A. Data Controller
Compañía Española de Seguros de Crédito a la Exportación, S.A., Compañía de Seguros y Reaseguros (SME), with registered address at Velázquez, 74, 28001, Madrid (Spain). Email address: firstname.lastname@example.org.
Additionally, you are informed that CESCE has a Data Protection Delegation that can be contacted at the following address: email@example.com.
B. Aims and legitimising bases
Below, the different aims for which we process your personal data and the bases that give the processing legitimacy are described:
- i. Legitimacy by compliance with a legal obligation:
- a. To manage the resolution of complaints and conflicts that may arise between policy holders, insurers, beneficiaries, third parties prejudiced or rights-holders of any of them and CESCE in accordance with article 97 of Law 20/2015, of 14 July, on the regulation, supervision and solvency of insurance and reinsurance companies.
- b. To communicate information to public regulatory authorities and governmental bodies in those cases in which it is necessary to do so by law, local regulation or in compliance with regulatory obligations.
- ii. Legitimacy by legitimate interests of CESCE:
- a. To commercially verify the commercial operation, manage the credit risk and claim payment of the credits within the framework of the contract underwritten by CESCE with its client.
- b. Assess and, if applicable, underwrite the credit risk.
- c. To prevent possible fraud arising from the contracting, for which the actions that are reasonably necessary may be conducted with the aim of detecting the existence of possibly fraudulent information, or inaccurate, incorrect or incongruent data, which includes the commercial verification of the invoice provided by our Client that accredits the services provided to You with the aim of issuing a liquidity certificate.
- d. To process the claim reported by our clients, for which CESCE may make an extrajudicial and/or judicial claim for the unpaid credit.
C. Recipients of the data
CESCE discloses your personal data to:
- i. CESCE Group companies for the following reasons:
- a) To provide certain services within the framework of the contractual relationship maintained between CESCE and the Client.
- b) To manage the credit risk and claim payment of the same by CESCE Group companies whose legal purpose is the insurance of these risks or providing auxiliary or complementary insurance services.
- c) Compliance with legal obligations.
- ii. Competent Public Bodies, Revenue Agency, Judiciary and Courts, when CESCE has the legal obligation to provide them.
- iii. Solvency and creditworthiness lists.

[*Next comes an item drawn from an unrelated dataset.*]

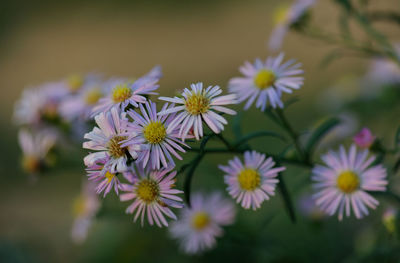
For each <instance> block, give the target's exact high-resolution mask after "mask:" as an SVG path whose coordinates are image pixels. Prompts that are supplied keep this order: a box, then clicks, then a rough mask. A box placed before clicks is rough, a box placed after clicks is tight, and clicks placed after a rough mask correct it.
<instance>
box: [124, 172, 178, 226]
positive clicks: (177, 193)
mask: <svg viewBox="0 0 400 263" xmlns="http://www.w3.org/2000/svg"><path fill="white" fill-rule="evenodd" d="M134 175H135V176H131V177H126V178H127V179H128V180H129V182H130V184H122V185H121V190H122V191H124V192H126V193H123V194H121V195H120V200H121V201H128V200H133V203H132V204H131V205H130V206H128V208H127V209H126V213H128V214H133V213H135V211H136V214H135V216H134V219H133V220H134V222H136V220H137V219H138V218H139V217H140V219H141V224H142V226H143V224H144V217H145V216H146V217H147V221H148V222H149V224H150V225H153V224H154V223H155V224H156V225H157V226H158V227H162V226H168V222H167V220H166V219H165V216H168V217H170V218H172V219H175V220H176V216H175V214H174V213H173V212H172V211H171V209H170V207H173V208H182V207H183V204H182V199H181V198H180V197H178V196H176V195H177V194H181V193H183V192H182V191H180V190H176V189H173V187H174V186H175V181H176V180H175V176H176V171H172V169H171V168H167V169H165V168H164V169H161V170H151V169H150V168H149V167H147V168H142V165H140V164H139V165H136V170H135V172H134Z"/></svg>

- iv. Furthermore, CESCE relies on the collaboration of some third party service providers that have access to your personal data and that process this data in the name of and on behalf of CESCE as a consequence of their provision of services, such as financial institutions, collection agencies, lawyers or insurance distributors.
D. Origins of the data
CESCE obtains your data from the following sources:
- i. The information that our Client provides to CESCE when contracting and maintaining an insurance or other contract for the management of the commercial risk.

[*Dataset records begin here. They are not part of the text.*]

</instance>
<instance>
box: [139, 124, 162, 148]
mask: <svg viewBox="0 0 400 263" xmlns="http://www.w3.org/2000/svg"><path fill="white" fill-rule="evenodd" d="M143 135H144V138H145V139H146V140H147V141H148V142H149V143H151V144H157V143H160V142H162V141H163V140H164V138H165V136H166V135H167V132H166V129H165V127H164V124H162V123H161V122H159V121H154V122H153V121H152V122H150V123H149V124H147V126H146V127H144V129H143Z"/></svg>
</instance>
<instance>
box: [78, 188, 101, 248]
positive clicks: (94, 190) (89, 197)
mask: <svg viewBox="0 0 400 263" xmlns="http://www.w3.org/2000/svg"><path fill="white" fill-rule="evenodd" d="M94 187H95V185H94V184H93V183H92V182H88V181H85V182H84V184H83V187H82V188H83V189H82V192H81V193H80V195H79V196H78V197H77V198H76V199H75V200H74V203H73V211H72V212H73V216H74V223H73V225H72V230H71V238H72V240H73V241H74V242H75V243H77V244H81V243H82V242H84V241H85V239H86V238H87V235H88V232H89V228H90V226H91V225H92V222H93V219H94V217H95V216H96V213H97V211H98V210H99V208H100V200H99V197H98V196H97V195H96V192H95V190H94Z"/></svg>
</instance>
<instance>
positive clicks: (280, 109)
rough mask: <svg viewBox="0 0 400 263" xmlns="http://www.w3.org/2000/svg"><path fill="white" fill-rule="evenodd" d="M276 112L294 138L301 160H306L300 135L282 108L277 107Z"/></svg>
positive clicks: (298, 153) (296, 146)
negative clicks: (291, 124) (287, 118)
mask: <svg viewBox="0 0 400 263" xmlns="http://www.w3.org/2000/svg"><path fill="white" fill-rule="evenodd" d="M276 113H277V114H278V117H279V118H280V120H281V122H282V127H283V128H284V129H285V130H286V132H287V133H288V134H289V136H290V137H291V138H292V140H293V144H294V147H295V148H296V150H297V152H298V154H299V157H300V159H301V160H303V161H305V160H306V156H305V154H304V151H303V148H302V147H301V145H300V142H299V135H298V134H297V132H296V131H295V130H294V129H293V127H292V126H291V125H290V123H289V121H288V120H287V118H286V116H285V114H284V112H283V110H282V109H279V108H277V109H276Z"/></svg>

- ii. Open information sources, such as newspapers or official bulletins, public records, and Public Administration decisions.
Specifically, the data that we process includes the following categories: identifying data, corporate data, economic data and information obtained from public access sources and others legally organised for the assessment, underwriting and management of credit and claim risk.
E. International transfers
We inform you that CESCE may rely on service providers located outside the European Economic Area. In these cases, the company demands that these recipients comply with the established measures designed to protect personal data in a binding contract, except in cases in which the European Commission has determined that the country where the recipient is located provides an appropriate level of personal data protection. The client may obtain a copy of the measures demanded by CESCE by contacting the Data Protection Delegation (“DPD”) at the address indicated at the end of clause A.
F. Retention of personal data
Your personal data will be retained until the completion of all the actions necessary for the management of the credit risk, as well as while it is required by CESCE for compliance with contractual or legal obligations.
G. Data protection rights
We inform you that in accordance with the current legislation, you have the right to exercise your rights of access, rectification and opposition, as well as the right to deletion, of limitation of processing and the right to the portability of your data, authenticating your identity (by means of a copy of your ID Card or equivalent) at the following address Compañía Española de Seguros de Crédito a la Exportación, S.A., Compañía de Seguros y Reaseguros (SME), Velázquez, 74, 28001, Madrid (Spain), or at the following email firstname.lastname@example.org.
You can obtain more information about your rights by addressing yourself to the Spanish Data Protection Agency (AEPD), before whom you have the right to present a claim in the event that you consider your rights have not been respected, located at Jorge Juan, 6, 28001, Madrid.